ML Models

Model Architecture

Diagnosis Model

Type: Multi-label classification

Framework: TensorFlow 2.x

Architecture:

Input layer: Patient metadata + image features
Hidden layers: Dense neural network
Output layer: Softmax for disease probabilities

Training Data:

50,000+ annotated dermatological cases
Expert physician diagnoses
Multi-ethnic dataset

Performance:

Top-1 accuracy: 85%
Top-3 accuracy: 95%
Average inference time: ~250ms

Model Files

Each model requires the following files:

best_model.h5

TensorFlow saved model with trained weights.

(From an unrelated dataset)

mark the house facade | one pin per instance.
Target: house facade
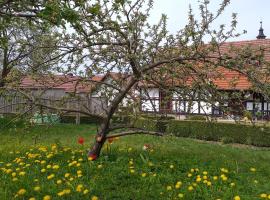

Location: {MODEL_DIRECTORY}/{model_name}/model/best_model.h5

Size: ~50MB

Format: HDF5

mlb.pkl

MultiLabelBinarizer for disease labels.

Contains:

List of all possible diseases
Label encoding mapping
Disease taxonomy

Example:


['Psoriasis', 'Eczema', 'Melanoma', 'Basal Cell Carcinoma', ...]

model_params.pkl

Model configuration and hyperparameters.

Contains:

Input feature list
Model version
Training timestamp
Performance metrics

continuous_mean.pkl

Mean values for continuous features (imputation).

Used for:

Handling missing values
Feature normalization
Consistent preprocessing

scaler.pkl

MinMaxScaler for feature normalization.

Range: [0, 1]

Applied to:

Age
Symptom duration
Symptom severity
Image quality scores

raw_list_of_field.pkl

Complete list of input features.

Contains:

Metadata field names
Feature order
Data types

Model Versioning

Version Format

v{major}.{minor}.{patch}

Example: v2.1.0

Version History

v2.1.0 (Current)

Added red flags detection
Improved multi-ethnic performance
5% accuracy improvement

v2.0.0

Multi-label classification
Image feature integration
Complete retraining on expanded dataset

v1.5.0

Initial production model
Single-label classification
Metadata-only features

Model Loading

Models are loaded at service startup:


class ModelPredictor:
    def __init__(self, model_directory: str):
        self.model = self._load_model(model_directory)
        self.mlb = self._load_pickle("mlb.pkl")
        self.scaler = self._load_pickle("scaler.pkl")
        # ... load other artifacts
 
    def _load_model(self, directory: str):
        model_path = f"{directory}/model/best_model.h5"
        return tf.keras.models.load_model(model_path)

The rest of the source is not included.